Corneal power is another major component of IOL power calculations. A 1.00-diopter (D) error in the calculation of corneal power causes a similar degree of error in the postoperative refraction. It is important to optimize the cornea prior to obtaining measurements; this includes adequately treating any ocular surface disease, as well as minimizing warpage from contact lens wear. Preferences vary, but most surgeons require the eyes to be several weeks free from rigid gas permeable (RGP) lenses, and less time for soft contact lenses. Calculating corneal power in eyes that have undergone refractive surgery can be problematic, because traditional measures assume a particular relationship between anterior and posterior curvature. Laser refractive surgery modifies this relationship by altering the anterior curvature. In addition, accounting for posterior corneal astigmatism is increasingly recognized as an important factor in avoiding postsurgical refractive surprises, especially in patients who will be receiving toric IOLs.
Corneal power may be estimated or measured via several techniques, including manual keratometry, corneal topography, and corneal tomography:
In manual keratometry, a small central portion of the cornea (3.2 mm) is measured, and the radius of curvature is calculated based on the size of a reflected image. This technique, which requires a skilled operator, allows direct visualization of tear film irregularity and can reveal cornea irregularities. It measures only the anterior surface of the cornea and extrapolates the corneal power by assuming a fixed relationship to the posterior surface.

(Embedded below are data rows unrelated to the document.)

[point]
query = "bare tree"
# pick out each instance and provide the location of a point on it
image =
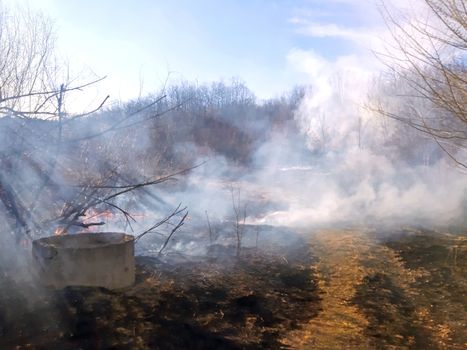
(428, 60)
(45, 177)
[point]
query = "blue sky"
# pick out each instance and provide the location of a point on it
(137, 43)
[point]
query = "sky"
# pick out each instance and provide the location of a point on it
(139, 45)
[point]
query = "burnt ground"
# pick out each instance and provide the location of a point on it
(336, 289)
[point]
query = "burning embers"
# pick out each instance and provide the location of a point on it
(103, 259)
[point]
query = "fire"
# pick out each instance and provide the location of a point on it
(59, 231)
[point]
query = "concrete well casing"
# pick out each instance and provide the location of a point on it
(103, 259)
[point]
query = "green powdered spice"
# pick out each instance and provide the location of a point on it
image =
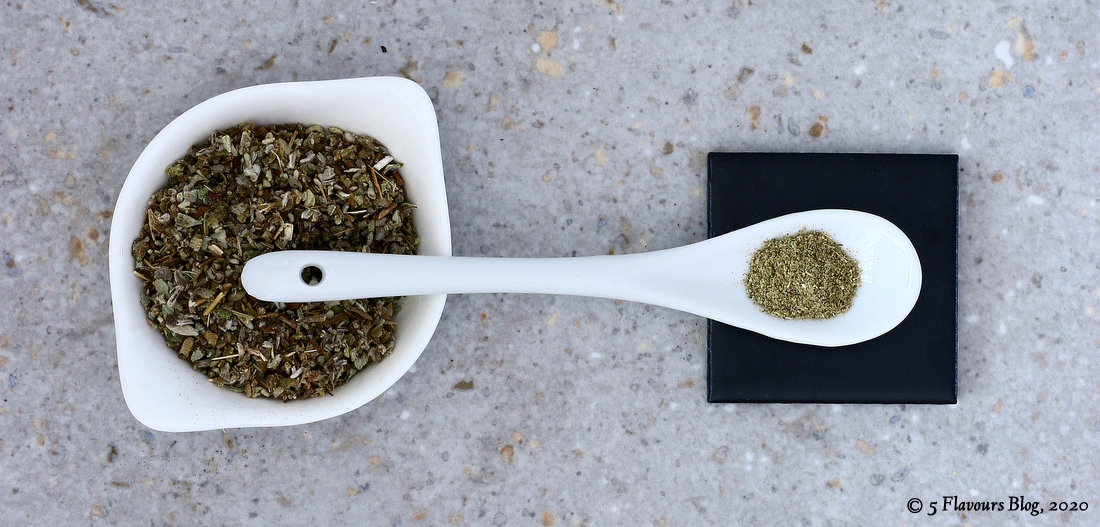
(255, 189)
(806, 275)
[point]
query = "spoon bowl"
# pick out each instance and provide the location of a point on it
(161, 390)
(704, 278)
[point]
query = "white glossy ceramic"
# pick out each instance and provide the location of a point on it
(704, 278)
(161, 390)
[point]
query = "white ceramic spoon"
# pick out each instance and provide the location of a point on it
(704, 278)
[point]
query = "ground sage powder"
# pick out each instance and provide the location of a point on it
(806, 275)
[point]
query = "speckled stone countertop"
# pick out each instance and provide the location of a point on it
(580, 129)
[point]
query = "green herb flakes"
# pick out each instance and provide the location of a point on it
(255, 189)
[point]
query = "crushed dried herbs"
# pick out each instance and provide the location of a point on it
(806, 275)
(254, 189)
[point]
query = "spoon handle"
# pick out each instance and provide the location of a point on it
(277, 276)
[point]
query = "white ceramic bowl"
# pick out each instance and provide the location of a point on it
(161, 390)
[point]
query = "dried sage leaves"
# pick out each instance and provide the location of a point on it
(254, 189)
(806, 275)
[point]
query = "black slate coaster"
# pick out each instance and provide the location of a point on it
(913, 363)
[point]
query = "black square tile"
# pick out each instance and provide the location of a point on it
(913, 363)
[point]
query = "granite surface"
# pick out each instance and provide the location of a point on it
(579, 128)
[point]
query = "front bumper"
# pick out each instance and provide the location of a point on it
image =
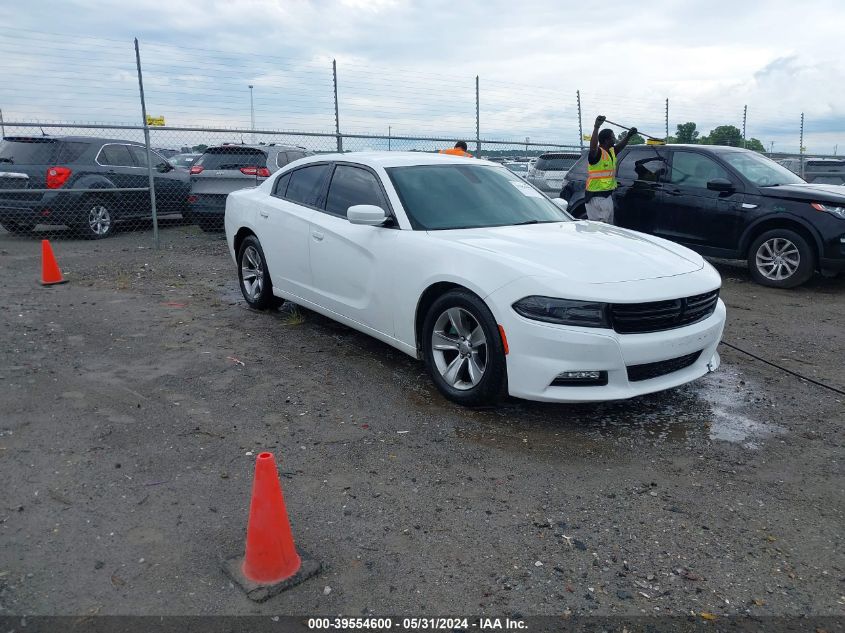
(539, 352)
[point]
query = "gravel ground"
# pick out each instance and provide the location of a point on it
(136, 396)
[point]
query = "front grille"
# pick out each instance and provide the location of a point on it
(655, 316)
(648, 371)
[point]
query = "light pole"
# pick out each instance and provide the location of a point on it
(251, 114)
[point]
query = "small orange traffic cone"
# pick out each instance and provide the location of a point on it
(271, 563)
(50, 273)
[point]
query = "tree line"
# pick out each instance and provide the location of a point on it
(720, 135)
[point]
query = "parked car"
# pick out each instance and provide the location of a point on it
(520, 169)
(548, 172)
(727, 202)
(185, 161)
(823, 171)
(226, 168)
(63, 164)
(464, 265)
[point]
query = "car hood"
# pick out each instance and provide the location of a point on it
(808, 191)
(589, 252)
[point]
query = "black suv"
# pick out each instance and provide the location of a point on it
(727, 202)
(57, 167)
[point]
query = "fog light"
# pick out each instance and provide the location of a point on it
(580, 379)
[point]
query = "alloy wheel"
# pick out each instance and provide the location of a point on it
(778, 259)
(99, 220)
(252, 272)
(459, 348)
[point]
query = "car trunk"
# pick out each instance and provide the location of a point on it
(222, 170)
(23, 165)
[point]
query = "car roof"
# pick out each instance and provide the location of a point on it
(397, 159)
(75, 139)
(276, 146)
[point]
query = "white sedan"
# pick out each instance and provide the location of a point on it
(462, 264)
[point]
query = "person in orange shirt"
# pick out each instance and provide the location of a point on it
(460, 149)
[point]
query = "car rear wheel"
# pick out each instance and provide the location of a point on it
(97, 221)
(781, 258)
(463, 350)
(256, 285)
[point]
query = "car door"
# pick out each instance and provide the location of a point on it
(639, 194)
(693, 214)
(120, 168)
(171, 186)
(283, 225)
(351, 264)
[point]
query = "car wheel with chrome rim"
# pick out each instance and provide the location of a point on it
(256, 286)
(463, 349)
(781, 258)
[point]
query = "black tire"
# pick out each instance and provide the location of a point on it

In corneal topography, a map of the corneal contour is created. Various map-creation methods exist. Placido disk–based topography, which measures the anterior surface and can provide additional information about the cornea surface, is particularly helpful in analyzing irregular astigmatism or detecting early keratoconus.
In corneal tomography (ie, Scheimpflug imaging or optical coherence tomography [OCT]), the anterior and posterior curvature and cornea thickness can be measured. Scheimpflug imaging is incorporated into platforms to assist in IOL selection. OCT, which has higher axial resolution, can be useful in the presence of cornea opacities. Tomography may be particularly useful in patients who have previously undergone keratorefractive surgery, desire a toric or presbyopic IOL, or might benefit from astigmatism-correcting corneal incisions.